Extract data from a non-rectangular text file, efficiently
1 view (last 30 days)
In spite of going through Matlab help and several attempts, I still do not get how to use "textscan" or other relevant functions to read from a simple non-rectangular file like the attached sample.
All I want is to efficiently extract two integers from the first line and two cell arrays (or char arrays) each containing the strings respectively to the left and two the right of | in the subsequent lines. Here is the code I tried, but it does not work:
fid = fopen('dataset.txt');
coeffs = textscan(fid, '%s%s', 1, 'Delimiter', ' ');
sequences = textscan(fid, '%s%s', 'Delimiter', '|');
Using "fileread" and "regexp" also seem to be options, but "regexp" seems slower than "textscan".
BTW if anybody can point me to a link where I can find how to extract data from files using Matlab, with examples providing ample coverage of use cases, that would be great.
dpb on 5 Mar 2017
Edited: dpb on 5 Mar 2017
Close, but the first record is numeric, not string...
As for the lament, textscan has a fair number of examples of different types of files to study and the forum here is replete with special cases. It's not possible to have examples that cover all possible issues; one needs must look for the general principles underlying the examples and consider how they relate to the file at hand.

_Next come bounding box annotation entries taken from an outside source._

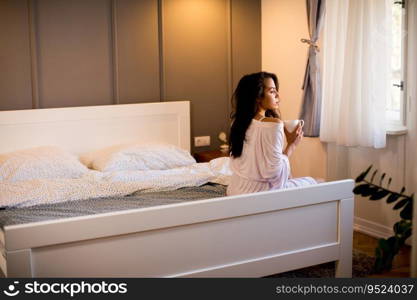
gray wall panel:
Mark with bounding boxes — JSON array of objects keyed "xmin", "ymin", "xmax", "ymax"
[
  {"xmin": 36, "ymin": 0, "xmax": 113, "ymax": 108},
  {"xmin": 163, "ymin": 0, "xmax": 229, "ymax": 147},
  {"xmin": 0, "ymin": 0, "xmax": 261, "ymax": 151},
  {"xmin": 231, "ymin": 0, "xmax": 262, "ymax": 89},
  {"xmin": 116, "ymin": 0, "xmax": 160, "ymax": 103},
  {"xmin": 0, "ymin": 0, "xmax": 32, "ymax": 110}
]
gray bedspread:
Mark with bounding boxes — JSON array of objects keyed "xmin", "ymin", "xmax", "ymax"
[{"xmin": 0, "ymin": 184, "xmax": 226, "ymax": 228}]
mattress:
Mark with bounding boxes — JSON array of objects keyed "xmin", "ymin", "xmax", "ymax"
[{"xmin": 0, "ymin": 183, "xmax": 226, "ymax": 228}]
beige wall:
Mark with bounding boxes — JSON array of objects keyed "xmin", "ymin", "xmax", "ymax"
[{"xmin": 262, "ymin": 0, "xmax": 327, "ymax": 178}]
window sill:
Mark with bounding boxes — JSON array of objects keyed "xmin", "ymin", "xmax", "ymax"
[{"xmin": 387, "ymin": 125, "xmax": 408, "ymax": 135}]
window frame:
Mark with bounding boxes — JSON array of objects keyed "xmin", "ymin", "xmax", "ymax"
[{"xmin": 386, "ymin": 0, "xmax": 408, "ymax": 135}]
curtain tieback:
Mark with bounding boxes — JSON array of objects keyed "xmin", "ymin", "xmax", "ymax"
[{"xmin": 301, "ymin": 39, "xmax": 320, "ymax": 52}]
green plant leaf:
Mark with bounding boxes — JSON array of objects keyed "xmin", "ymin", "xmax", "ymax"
[
  {"xmin": 400, "ymin": 201, "xmax": 413, "ymax": 220},
  {"xmin": 371, "ymin": 170, "xmax": 378, "ymax": 183},
  {"xmin": 378, "ymin": 239, "xmax": 390, "ymax": 252},
  {"xmin": 392, "ymin": 198, "xmax": 410, "ymax": 210},
  {"xmin": 379, "ymin": 173, "xmax": 386, "ymax": 185},
  {"xmin": 355, "ymin": 165, "xmax": 372, "ymax": 182},
  {"xmin": 387, "ymin": 193, "xmax": 400, "ymax": 203},
  {"xmin": 353, "ymin": 183, "xmax": 369, "ymax": 195},
  {"xmin": 369, "ymin": 189, "xmax": 390, "ymax": 200}
]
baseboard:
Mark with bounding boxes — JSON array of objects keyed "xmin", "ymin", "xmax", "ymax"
[{"xmin": 353, "ymin": 217, "xmax": 394, "ymax": 239}]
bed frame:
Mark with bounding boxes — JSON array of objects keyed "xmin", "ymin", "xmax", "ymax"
[{"xmin": 0, "ymin": 101, "xmax": 354, "ymax": 277}]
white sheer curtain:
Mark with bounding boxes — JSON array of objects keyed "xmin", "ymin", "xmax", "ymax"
[
  {"xmin": 320, "ymin": 0, "xmax": 392, "ymax": 148},
  {"xmin": 406, "ymin": 0, "xmax": 417, "ymax": 277}
]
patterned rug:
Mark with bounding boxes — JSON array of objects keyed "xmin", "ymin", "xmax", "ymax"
[{"xmin": 267, "ymin": 250, "xmax": 375, "ymax": 278}]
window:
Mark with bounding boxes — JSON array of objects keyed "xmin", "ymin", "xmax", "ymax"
[{"xmin": 386, "ymin": 0, "xmax": 407, "ymax": 127}]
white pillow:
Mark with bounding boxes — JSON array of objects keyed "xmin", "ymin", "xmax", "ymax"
[
  {"xmin": 0, "ymin": 146, "xmax": 88, "ymax": 182},
  {"xmin": 80, "ymin": 143, "xmax": 196, "ymax": 172}
]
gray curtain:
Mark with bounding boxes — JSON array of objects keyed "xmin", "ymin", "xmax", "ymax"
[{"xmin": 300, "ymin": 0, "xmax": 326, "ymax": 137}]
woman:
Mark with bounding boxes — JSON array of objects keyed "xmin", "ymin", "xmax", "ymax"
[{"xmin": 227, "ymin": 72, "xmax": 317, "ymax": 195}]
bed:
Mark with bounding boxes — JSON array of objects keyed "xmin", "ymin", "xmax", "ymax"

For the most part, the issue is simply building a format string that matches the record structure and then applying that to the file in the proper sequence for the proper number of times. The most difficult issue in general does have to do with processing undelimited strings or fixed-width files as the C format rules on field width are based on the concept of fields separated by white space as opposed to actual firm character column counts; hence when one use '%s' on a field that isn't really wanted to be treated as such, havoc can often ensue...